Dawid Kubacki: "Każdy z nas jest waleczny"
Polska reprezentacja w niezmienionym składzie po raz szósty tej zimy stanęła na podium zawodów drużynowych. Po złocie w Lahti, dwóch pucharowych triumfach w Klingenthal oraz Willingen, drugiej pozycji w Zakopanem i trzeciej w Oslo, tym razem nasza ekipa finiszowała na drugiej pozycji w konkursie lotów narciarskich w norweskim Vikersund. Jedynym członkiem ekipy Stefana Horngachera, który nie poprawił w sobotę rekordu życiowego był Dawid Kubacki, który przyznaje, iż nie poprawa najlepszego w karierze rezultatu była jego celem na ten dzień.
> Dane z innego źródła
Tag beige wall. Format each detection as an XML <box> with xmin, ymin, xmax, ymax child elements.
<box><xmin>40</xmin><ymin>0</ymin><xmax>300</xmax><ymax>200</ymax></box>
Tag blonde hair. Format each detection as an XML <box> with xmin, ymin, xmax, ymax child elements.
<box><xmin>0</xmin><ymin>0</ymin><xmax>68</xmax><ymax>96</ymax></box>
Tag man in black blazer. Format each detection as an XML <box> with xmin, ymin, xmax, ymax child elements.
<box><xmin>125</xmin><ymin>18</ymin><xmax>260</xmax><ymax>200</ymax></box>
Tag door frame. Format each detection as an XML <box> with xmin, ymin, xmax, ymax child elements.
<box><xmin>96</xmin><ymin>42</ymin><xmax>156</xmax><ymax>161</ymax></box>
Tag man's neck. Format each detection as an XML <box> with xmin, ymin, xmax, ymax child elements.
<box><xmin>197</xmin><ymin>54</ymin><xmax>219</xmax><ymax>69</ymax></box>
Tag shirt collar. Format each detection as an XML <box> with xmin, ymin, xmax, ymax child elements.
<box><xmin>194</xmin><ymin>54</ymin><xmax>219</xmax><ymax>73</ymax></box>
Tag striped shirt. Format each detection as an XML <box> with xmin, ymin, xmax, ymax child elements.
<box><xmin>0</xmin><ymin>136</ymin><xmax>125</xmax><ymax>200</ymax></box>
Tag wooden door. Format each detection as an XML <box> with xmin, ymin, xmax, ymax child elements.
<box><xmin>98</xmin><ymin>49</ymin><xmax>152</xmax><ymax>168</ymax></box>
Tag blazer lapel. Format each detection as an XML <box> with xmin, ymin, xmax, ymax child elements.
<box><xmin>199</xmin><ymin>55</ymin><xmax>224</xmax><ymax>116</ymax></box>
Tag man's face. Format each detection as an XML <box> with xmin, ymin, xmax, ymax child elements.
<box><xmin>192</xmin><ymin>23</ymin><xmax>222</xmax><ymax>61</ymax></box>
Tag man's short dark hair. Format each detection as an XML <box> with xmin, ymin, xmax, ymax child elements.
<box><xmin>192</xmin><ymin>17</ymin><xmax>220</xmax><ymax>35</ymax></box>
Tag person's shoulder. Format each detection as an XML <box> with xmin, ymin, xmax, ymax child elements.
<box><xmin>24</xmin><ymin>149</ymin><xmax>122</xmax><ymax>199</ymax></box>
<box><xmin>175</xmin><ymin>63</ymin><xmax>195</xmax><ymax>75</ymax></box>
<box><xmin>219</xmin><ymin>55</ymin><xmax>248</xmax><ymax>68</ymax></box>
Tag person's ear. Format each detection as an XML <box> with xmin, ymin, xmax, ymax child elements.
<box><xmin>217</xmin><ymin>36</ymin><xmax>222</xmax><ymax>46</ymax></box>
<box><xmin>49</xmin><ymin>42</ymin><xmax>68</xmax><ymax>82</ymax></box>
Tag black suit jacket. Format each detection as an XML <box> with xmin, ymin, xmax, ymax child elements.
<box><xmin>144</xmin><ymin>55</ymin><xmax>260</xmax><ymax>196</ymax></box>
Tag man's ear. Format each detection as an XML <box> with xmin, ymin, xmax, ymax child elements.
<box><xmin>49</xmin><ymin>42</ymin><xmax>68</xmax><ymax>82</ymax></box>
- W sobotę nie nastawiałem się na bicie rekordów. Wiedziałem, że po ostatnich dniach, kiedy słabiej skakałem, dla mnie najważniejsze będzie systematycznie wracanie do dobrej dyspozycji. Dziś oddawałem całkiem w porządku skoki. W drugiej serii nie było imponujących metrów, ale i warunki były ciężkie. Koniec końców można to podsumować bardzo pozytywnie. Zrobiony został kolejny krok naprzód, wykonana została kolejna praca i jest coraz lepiej.
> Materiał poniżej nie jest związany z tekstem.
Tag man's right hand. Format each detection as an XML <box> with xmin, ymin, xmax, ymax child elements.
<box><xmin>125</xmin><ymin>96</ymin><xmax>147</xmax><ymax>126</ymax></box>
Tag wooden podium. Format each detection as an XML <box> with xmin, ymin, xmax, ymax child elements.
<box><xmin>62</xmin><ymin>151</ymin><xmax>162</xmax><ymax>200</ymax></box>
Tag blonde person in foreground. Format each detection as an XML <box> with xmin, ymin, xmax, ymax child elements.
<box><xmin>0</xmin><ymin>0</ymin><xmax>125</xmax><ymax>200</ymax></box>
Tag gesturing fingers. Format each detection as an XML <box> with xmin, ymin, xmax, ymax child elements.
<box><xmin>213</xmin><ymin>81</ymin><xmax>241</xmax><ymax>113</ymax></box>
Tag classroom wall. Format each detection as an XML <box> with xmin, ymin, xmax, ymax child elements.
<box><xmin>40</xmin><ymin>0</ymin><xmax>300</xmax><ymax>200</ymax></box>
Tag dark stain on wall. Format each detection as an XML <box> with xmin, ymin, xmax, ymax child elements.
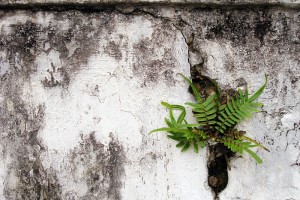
<box><xmin>206</xmin><ymin>9</ymin><xmax>271</xmax><ymax>45</ymax></box>
<box><xmin>70</xmin><ymin>132</ymin><xmax>126</xmax><ymax>200</ymax></box>
<box><xmin>0</xmin><ymin>74</ymin><xmax>61</xmax><ymax>200</ymax></box>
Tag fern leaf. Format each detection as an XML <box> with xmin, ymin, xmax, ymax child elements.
<box><xmin>215</xmin><ymin>77</ymin><xmax>267</xmax><ymax>133</ymax></box>
<box><xmin>186</xmin><ymin>94</ymin><xmax>218</xmax><ymax>126</ymax></box>
<box><xmin>181</xmin><ymin>142</ymin><xmax>191</xmax><ymax>152</ymax></box>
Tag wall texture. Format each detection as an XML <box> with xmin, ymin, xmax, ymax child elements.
<box><xmin>0</xmin><ymin>1</ymin><xmax>300</xmax><ymax>200</ymax></box>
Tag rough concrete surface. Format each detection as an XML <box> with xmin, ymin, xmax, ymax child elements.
<box><xmin>0</xmin><ymin>3</ymin><xmax>300</xmax><ymax>200</ymax></box>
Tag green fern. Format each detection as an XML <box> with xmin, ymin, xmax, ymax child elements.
<box><xmin>150</xmin><ymin>74</ymin><xmax>269</xmax><ymax>164</ymax></box>
<box><xmin>215</xmin><ymin>76</ymin><xmax>267</xmax><ymax>133</ymax></box>
<box><xmin>150</xmin><ymin>102</ymin><xmax>208</xmax><ymax>153</ymax></box>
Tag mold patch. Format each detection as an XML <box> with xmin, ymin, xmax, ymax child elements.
<box><xmin>71</xmin><ymin>132</ymin><xmax>126</xmax><ymax>200</ymax></box>
<box><xmin>0</xmin><ymin>75</ymin><xmax>61</xmax><ymax>199</ymax></box>
<box><xmin>133</xmin><ymin>21</ymin><xmax>176</xmax><ymax>86</ymax></box>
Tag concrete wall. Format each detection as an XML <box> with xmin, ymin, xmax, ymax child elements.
<box><xmin>0</xmin><ymin>1</ymin><xmax>300</xmax><ymax>200</ymax></box>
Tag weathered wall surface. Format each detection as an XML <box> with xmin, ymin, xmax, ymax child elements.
<box><xmin>0</xmin><ymin>2</ymin><xmax>300</xmax><ymax>200</ymax></box>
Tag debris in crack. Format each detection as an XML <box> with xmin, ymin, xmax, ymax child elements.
<box><xmin>207</xmin><ymin>143</ymin><xmax>234</xmax><ymax>199</ymax></box>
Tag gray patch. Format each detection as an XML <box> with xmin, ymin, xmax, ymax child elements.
<box><xmin>106</xmin><ymin>42</ymin><xmax>122</xmax><ymax>61</ymax></box>
<box><xmin>0</xmin><ymin>11</ymin><xmax>115</xmax><ymax>88</ymax></box>
<box><xmin>71</xmin><ymin>132</ymin><xmax>126</xmax><ymax>200</ymax></box>
<box><xmin>0</xmin><ymin>77</ymin><xmax>61</xmax><ymax>199</ymax></box>
<box><xmin>41</xmin><ymin>63</ymin><xmax>70</xmax><ymax>87</ymax></box>
<box><xmin>133</xmin><ymin>21</ymin><xmax>176</xmax><ymax>86</ymax></box>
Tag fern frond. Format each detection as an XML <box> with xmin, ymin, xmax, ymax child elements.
<box><xmin>149</xmin><ymin>102</ymin><xmax>208</xmax><ymax>152</ymax></box>
<box><xmin>215</xmin><ymin>76</ymin><xmax>267</xmax><ymax>133</ymax></box>
<box><xmin>186</xmin><ymin>93</ymin><xmax>218</xmax><ymax>126</ymax></box>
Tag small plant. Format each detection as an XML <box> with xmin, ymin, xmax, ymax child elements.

Czy Kubacki odczuwa jeszcze dolegliwości bólowe związane z małą kontuzją, której nabawił się w Oslo? - Pobolewają czasami, ale to nie jest coś, co mogłoby mi bardzo przeszkadzać. Największy problem z nimi był podczas dwóch pierwszych dni po urazie, gdyż byłem nieco przestawiony. Miednica troszkę mi się przestawiła, co burzyło mi czucie na skoczni. Teraz wróciło to do normy, co pozwala skakać normalnie. Na zdrowie bym nie zwalał.
Czy 27-latek pamięta równie spektakularny konkurs w historii skoków narciarskich? - Ja mam ogólnie słabą pamięć, ale konkurs faktycznie był bardzo emocjonujący. Było dużo zmian, dużo się działo, fajne odległości, więc super było brać w tym udział. W niedzielę oczekuję kolejnego kroku naprzód, bez zbędnego napalania się. Chcę dalej, systematycznie pracować. Mimo niezłych skoków dzisiaj, trochę metrów na tej skoczni mogę jeszcze wywalczyć. To trzeba zrobić po prostu pracą.
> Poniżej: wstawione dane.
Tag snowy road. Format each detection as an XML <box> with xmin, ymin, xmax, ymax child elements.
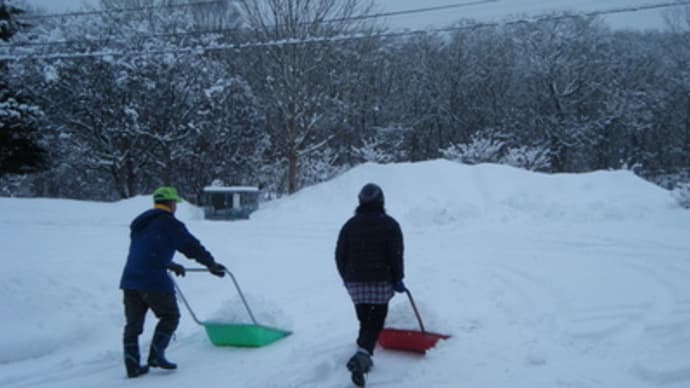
<box><xmin>0</xmin><ymin>161</ymin><xmax>690</xmax><ymax>388</ymax></box>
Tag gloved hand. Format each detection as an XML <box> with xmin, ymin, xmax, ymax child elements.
<box><xmin>393</xmin><ymin>280</ymin><xmax>407</xmax><ymax>292</ymax></box>
<box><xmin>168</xmin><ymin>263</ymin><xmax>186</xmax><ymax>277</ymax></box>
<box><xmin>208</xmin><ymin>263</ymin><xmax>225</xmax><ymax>278</ymax></box>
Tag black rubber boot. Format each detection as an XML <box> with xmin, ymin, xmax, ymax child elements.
<box><xmin>124</xmin><ymin>339</ymin><xmax>149</xmax><ymax>378</ymax></box>
<box><xmin>149</xmin><ymin>332</ymin><xmax>177</xmax><ymax>369</ymax></box>
<box><xmin>347</xmin><ymin>350</ymin><xmax>374</xmax><ymax>387</ymax></box>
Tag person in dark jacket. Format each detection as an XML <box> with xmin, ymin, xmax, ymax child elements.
<box><xmin>335</xmin><ymin>183</ymin><xmax>405</xmax><ymax>386</ymax></box>
<box><xmin>120</xmin><ymin>186</ymin><xmax>225</xmax><ymax>377</ymax></box>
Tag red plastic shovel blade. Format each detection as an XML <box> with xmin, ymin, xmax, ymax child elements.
<box><xmin>379</xmin><ymin>329</ymin><xmax>450</xmax><ymax>353</ymax></box>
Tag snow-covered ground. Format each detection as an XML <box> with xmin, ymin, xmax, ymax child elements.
<box><xmin>0</xmin><ymin>160</ymin><xmax>690</xmax><ymax>388</ymax></box>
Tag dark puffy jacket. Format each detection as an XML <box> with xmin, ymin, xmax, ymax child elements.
<box><xmin>120</xmin><ymin>208</ymin><xmax>215</xmax><ymax>292</ymax></box>
<box><xmin>335</xmin><ymin>206</ymin><xmax>404</xmax><ymax>283</ymax></box>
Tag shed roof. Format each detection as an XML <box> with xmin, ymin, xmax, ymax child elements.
<box><xmin>204</xmin><ymin>186</ymin><xmax>259</xmax><ymax>193</ymax></box>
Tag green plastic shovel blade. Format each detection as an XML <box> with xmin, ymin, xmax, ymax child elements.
<box><xmin>203</xmin><ymin>322</ymin><xmax>291</xmax><ymax>348</ymax></box>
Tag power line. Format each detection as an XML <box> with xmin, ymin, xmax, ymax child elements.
<box><xmin>20</xmin><ymin>0</ymin><xmax>227</xmax><ymax>20</ymax></box>
<box><xmin>0</xmin><ymin>0</ymin><xmax>690</xmax><ymax>61</ymax></box>
<box><xmin>8</xmin><ymin>0</ymin><xmax>500</xmax><ymax>48</ymax></box>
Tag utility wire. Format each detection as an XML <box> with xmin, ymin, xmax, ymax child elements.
<box><xmin>18</xmin><ymin>0</ymin><xmax>227</xmax><ymax>20</ymax></box>
<box><xmin>0</xmin><ymin>0</ymin><xmax>690</xmax><ymax>61</ymax></box>
<box><xmin>7</xmin><ymin>0</ymin><xmax>500</xmax><ymax>48</ymax></box>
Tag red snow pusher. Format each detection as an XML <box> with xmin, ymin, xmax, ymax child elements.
<box><xmin>379</xmin><ymin>290</ymin><xmax>450</xmax><ymax>353</ymax></box>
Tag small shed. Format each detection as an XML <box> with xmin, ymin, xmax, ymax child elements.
<box><xmin>203</xmin><ymin>186</ymin><xmax>261</xmax><ymax>220</ymax></box>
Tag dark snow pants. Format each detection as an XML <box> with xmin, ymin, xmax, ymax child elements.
<box><xmin>123</xmin><ymin>290</ymin><xmax>180</xmax><ymax>343</ymax></box>
<box><xmin>355</xmin><ymin>303</ymin><xmax>388</xmax><ymax>355</ymax></box>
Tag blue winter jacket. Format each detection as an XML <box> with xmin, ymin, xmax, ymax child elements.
<box><xmin>120</xmin><ymin>208</ymin><xmax>215</xmax><ymax>292</ymax></box>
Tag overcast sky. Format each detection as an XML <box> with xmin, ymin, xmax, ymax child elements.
<box><xmin>24</xmin><ymin>0</ymin><xmax>664</xmax><ymax>29</ymax></box>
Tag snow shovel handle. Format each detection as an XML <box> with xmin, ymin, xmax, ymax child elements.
<box><xmin>175</xmin><ymin>268</ymin><xmax>259</xmax><ymax>326</ymax></box>
<box><xmin>405</xmin><ymin>289</ymin><xmax>426</xmax><ymax>333</ymax></box>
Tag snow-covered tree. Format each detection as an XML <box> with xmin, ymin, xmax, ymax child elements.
<box><xmin>501</xmin><ymin>146</ymin><xmax>551</xmax><ymax>171</ymax></box>
<box><xmin>237</xmin><ymin>0</ymin><xmax>370</xmax><ymax>193</ymax></box>
<box><xmin>439</xmin><ymin>132</ymin><xmax>505</xmax><ymax>164</ymax></box>
<box><xmin>0</xmin><ymin>0</ymin><xmax>46</xmax><ymax>177</ymax></box>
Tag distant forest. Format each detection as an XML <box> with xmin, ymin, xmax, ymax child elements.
<box><xmin>0</xmin><ymin>0</ymin><xmax>690</xmax><ymax>203</ymax></box>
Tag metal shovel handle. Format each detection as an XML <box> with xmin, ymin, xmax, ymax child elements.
<box><xmin>405</xmin><ymin>289</ymin><xmax>426</xmax><ymax>333</ymax></box>
<box><xmin>175</xmin><ymin>268</ymin><xmax>259</xmax><ymax>325</ymax></box>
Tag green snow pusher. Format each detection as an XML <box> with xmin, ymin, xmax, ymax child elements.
<box><xmin>173</xmin><ymin>268</ymin><xmax>292</xmax><ymax>348</ymax></box>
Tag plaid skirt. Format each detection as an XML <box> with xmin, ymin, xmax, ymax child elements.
<box><xmin>345</xmin><ymin>282</ymin><xmax>394</xmax><ymax>304</ymax></box>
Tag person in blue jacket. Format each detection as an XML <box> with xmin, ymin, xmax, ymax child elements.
<box><xmin>120</xmin><ymin>186</ymin><xmax>226</xmax><ymax>377</ymax></box>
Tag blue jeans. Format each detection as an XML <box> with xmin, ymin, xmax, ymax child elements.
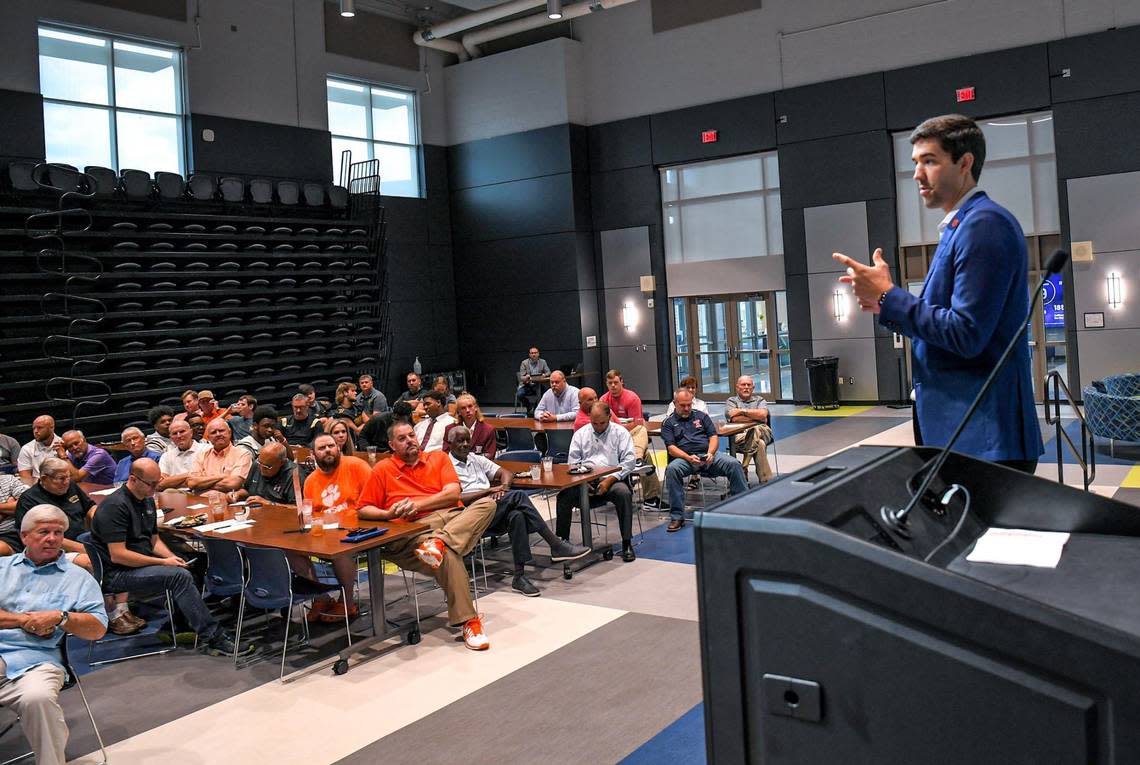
<box><xmin>103</xmin><ymin>565</ymin><xmax>219</xmax><ymax>640</ymax></box>
<box><xmin>665</xmin><ymin>451</ymin><xmax>748</xmax><ymax>520</ymax></box>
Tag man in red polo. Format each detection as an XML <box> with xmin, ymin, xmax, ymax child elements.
<box><xmin>357</xmin><ymin>422</ymin><xmax>495</xmax><ymax>651</ymax></box>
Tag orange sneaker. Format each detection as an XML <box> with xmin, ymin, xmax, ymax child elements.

Wiele osób twierdziło, że nasi zawodnicy na obiektach mamucich będą przegrywać z Austriakami i Niemcami, którzy gonią nas w Pucharze Narodów. Tymczasem obie te ekipy musiały oglądać plecy Biało-Czerwonych. - Nie poddaliśmy się i walczyliśmy do końca. To się opłaciło. Każdy z nas jest na tyle waleczny, iż mimo różnych komentarzy się nie podda. Dziś to udowodniliśmy.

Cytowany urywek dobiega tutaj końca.